Frequently Asked Questions (FAQs)
- What is Giftedness?
- How Do I Know If My Student is Gifted?
- Can Parents or Guardians Refer Their Student for a Gifted Screening?
- How is Gifted Identification Affected by Military Mobility?
As a parent/guardian, we all believe our children are “gifts” and possess very special traits that make them unique and extraordinary. However, in the education world, the term “gifted” has come to mean children who demonstrate high performance in specific areas or domains, or who have the potential for exceptional performance. At this time, gifted education is not mandated by the federal government. Therefore, you will find states throughout our nation vary greatly in how they identify gifted students and the programming opportunities provided to meet the unique learning needs of these children. The state of Colorado defines gifted children as:
Those persons between the ages of four and twenty-one whose aptitude or competence in abilities, talents, and potential for accomplishment in one or more domains are so exceptional or developmentally advanced that they require special provisions to meet their educational programming needs. Gifted students include gifted students with disabilities (i.e. twice exceptional) and students with exceptional abilities or potential from all socio-economic, ethnic, and cultural populations. Gifted students are capable of high performance, exceptional production, or exceptional learning behavior by virtue of any or a combination of these areas of giftedness:
- General or specific intellectual ability
- Specific academic aptitude
- Creative or productive thinking
- Leadership abilities
- Visual arts, performing arts, musical, or psychomotor abilities
There are many characteristics and traits gifted children often demonstrate. Parents and family members are obviously the first to observe these traits early in their student’s life. Here are some of the possible characteristics you may have observed in your student:
- Reasons well, is curious and is good at solving problems
- Very observant and curious
- Learns rapidly and has an excellent memory
- Learned to read before entering school and is an avid reader
- Is good with numbers and puzzles, can solve math problems innately
- Is intense, sensitive and has a high degree of energy
- Is a perfectionist and has a long attention span
- Highly creative and a keen observer
- Often prefers older peers or adults
- Advanced sense of humor
- Nonconforming, stubborn and self-critical
- Messy and bored with routine tasks
YES!! We believe that family members know their student best. Family can certainly inform us if your student is demonstrating gifted behaviors at home that we might not have had a chance to observe at school. If you would like to refer your student for a gifted screening, please download the Parent/Guardian Referral form on the Parent Resource Documents page. Complete the form and return it to your building principal. A team of educators will review your form, your student’s assessment data and classroom performance. If your student meets the criteria established by Fountain-Fort Carson School District 8 and the state of Colorado for gifted identification, you will be notified of the identification. A parent referral does not guarantee gifted identification.

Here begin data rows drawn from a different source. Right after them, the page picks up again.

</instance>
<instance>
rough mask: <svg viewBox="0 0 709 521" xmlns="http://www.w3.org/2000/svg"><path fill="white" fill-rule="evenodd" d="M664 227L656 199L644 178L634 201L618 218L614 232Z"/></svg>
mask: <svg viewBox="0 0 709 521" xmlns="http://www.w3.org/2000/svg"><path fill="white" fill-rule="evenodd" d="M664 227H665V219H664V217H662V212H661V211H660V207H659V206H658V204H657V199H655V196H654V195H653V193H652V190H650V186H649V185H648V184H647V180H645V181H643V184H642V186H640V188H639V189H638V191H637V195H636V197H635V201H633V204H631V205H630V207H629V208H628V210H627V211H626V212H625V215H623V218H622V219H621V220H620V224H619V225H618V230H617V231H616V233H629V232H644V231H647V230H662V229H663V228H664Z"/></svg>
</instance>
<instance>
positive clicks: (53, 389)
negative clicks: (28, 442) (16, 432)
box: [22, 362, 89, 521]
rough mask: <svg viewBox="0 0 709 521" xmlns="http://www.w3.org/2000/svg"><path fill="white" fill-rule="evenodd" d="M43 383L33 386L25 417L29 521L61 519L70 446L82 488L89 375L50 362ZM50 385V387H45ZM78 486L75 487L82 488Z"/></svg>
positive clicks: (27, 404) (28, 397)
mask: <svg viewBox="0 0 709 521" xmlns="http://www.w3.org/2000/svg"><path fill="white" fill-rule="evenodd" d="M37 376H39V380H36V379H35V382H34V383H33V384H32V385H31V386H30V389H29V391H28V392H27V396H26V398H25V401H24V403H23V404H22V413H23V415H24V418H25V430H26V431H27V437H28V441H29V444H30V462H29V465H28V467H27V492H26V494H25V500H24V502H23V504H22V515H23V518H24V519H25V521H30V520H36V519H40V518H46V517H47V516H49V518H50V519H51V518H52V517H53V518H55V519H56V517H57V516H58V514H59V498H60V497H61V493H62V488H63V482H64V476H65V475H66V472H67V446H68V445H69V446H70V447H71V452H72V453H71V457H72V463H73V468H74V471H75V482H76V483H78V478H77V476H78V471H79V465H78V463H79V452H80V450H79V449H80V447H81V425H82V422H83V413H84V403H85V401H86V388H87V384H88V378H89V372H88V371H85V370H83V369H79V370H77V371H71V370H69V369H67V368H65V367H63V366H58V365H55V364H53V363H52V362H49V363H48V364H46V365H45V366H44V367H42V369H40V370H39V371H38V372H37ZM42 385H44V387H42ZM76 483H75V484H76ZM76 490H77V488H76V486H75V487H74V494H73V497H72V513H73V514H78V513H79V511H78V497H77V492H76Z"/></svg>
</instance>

Because gifted education is not federally-mandated, each state determines their own criteria for gifted identification and outlines how programming is provided to support gifted students. However, the Military Interstate Children's Compact Commission has created policies to address students' educational needs as they transition to new schools. One of the considerations outlined in the Interstate Compact on Educational Opportunity for Military Children is the need for students to continue receiving similar programming in the new academic setting. If a student has been identified as gifted and receiving services for this identification, placement in a similar program will be initially honored in the new educational setting based on assessment results from the sending state. The receiving school may administer subsequent assessment or perform additional evaluations to ensure appropriate placement of the student based on the receiving state's criteria for gifted identification.